1) take a doubly circular linked list, take two pointers(forp and backp) and start from any point, calculate X(Ci-Gi).
2) when moving forward to next station using forp calculate sum = sum + X. if sum is -ve move back using backp and calculate sum = sum + (Ci-1 - Gi-1). continue to move back till sum becomes +ve and then start again moving forward using step 2 itself.
3) when forp equals backp and sum is +ve u have got the starting station else if sum is -ve there is no starting station.
This is a linear time algorithm.

0. Able to complete one round => sum(Ci-Gi) >= 0
1. Start from any point, say, point 1,
2. Accumulate (Ci-Gi) from 1 to point k, Ak = sum(Ci-Gi) from 1 to k, for k = 1,..,n
3. The start point should be k = argmin(Ak), i.e., where Ak reach minimum.

In algorithm, remember the minimum and its index during accumulation, it's linear time.
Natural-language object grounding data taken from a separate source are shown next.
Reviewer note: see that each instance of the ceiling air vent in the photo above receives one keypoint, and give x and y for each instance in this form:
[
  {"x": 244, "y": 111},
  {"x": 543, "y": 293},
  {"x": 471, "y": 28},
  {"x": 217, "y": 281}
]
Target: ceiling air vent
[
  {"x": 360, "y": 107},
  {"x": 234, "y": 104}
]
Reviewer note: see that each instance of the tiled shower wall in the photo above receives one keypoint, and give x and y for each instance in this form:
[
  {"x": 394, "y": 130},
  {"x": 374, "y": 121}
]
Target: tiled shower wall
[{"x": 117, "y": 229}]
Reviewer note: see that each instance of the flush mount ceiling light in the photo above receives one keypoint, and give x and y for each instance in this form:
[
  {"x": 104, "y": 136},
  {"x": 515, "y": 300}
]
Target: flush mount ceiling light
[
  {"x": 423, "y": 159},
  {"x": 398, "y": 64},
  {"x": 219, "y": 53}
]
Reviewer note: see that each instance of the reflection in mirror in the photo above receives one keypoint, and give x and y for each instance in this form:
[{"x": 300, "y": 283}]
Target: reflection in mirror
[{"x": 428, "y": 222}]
Ne 1 plz elabrote the above Algo..............given by LKS

Bum. It is simple
1. Select any start point.
2. Move on unless you have enough gas
3. Select the last station you have succefully passed as a new start point. (There is no reason move back and force)
4. Goto 2

0. Able to complete one round => sum(Ci-Gi) >= 0
1. Start from any point, say, point 1,
2. Accumulate (Ci-Gi) from 1 to point k, Ak = sum(Ci-Gi) from 1 to k, for k = 1,..,n
3. The start point should be k = argmin(Ak), i.e., where Ak reach minimum.
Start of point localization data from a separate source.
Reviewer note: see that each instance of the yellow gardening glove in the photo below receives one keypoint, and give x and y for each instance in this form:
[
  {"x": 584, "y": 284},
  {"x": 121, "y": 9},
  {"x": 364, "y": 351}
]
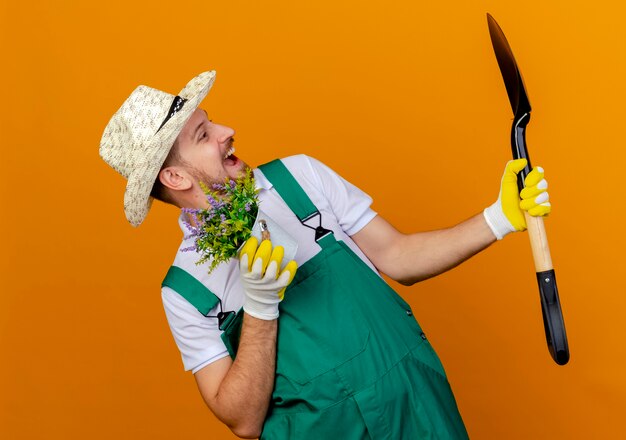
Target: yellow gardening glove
[
  {"x": 263, "y": 282},
  {"x": 507, "y": 213}
]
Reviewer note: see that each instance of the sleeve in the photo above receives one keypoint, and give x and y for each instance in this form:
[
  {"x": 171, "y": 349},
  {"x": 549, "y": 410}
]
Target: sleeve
[
  {"x": 351, "y": 205},
  {"x": 198, "y": 338}
]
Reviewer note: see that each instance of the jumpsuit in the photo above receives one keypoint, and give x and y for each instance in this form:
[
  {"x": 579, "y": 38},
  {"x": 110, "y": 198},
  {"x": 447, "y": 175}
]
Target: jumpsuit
[{"x": 352, "y": 361}]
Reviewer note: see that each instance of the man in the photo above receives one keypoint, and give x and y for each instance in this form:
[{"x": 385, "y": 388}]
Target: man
[{"x": 346, "y": 359}]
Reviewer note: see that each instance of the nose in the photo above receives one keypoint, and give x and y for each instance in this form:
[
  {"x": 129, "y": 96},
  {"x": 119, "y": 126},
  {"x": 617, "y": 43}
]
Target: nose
[{"x": 225, "y": 133}]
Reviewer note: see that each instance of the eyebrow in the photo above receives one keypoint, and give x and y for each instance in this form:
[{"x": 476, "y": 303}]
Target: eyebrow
[{"x": 195, "y": 133}]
In algorithm, remember the minimum and its index during accumulation, it's linear time.

My idea is based on greedy algo: find a sequence of Ck, Ck+1, .... Ck+m that yields the largest sum. Ck will be the starting point.

AS you may already know, finding such sequence is O(n)

getting confused, isnt it travelling sales man problem which is NP-complete...:(

How are they expecting O(n) algo?

nopes..its not TSP.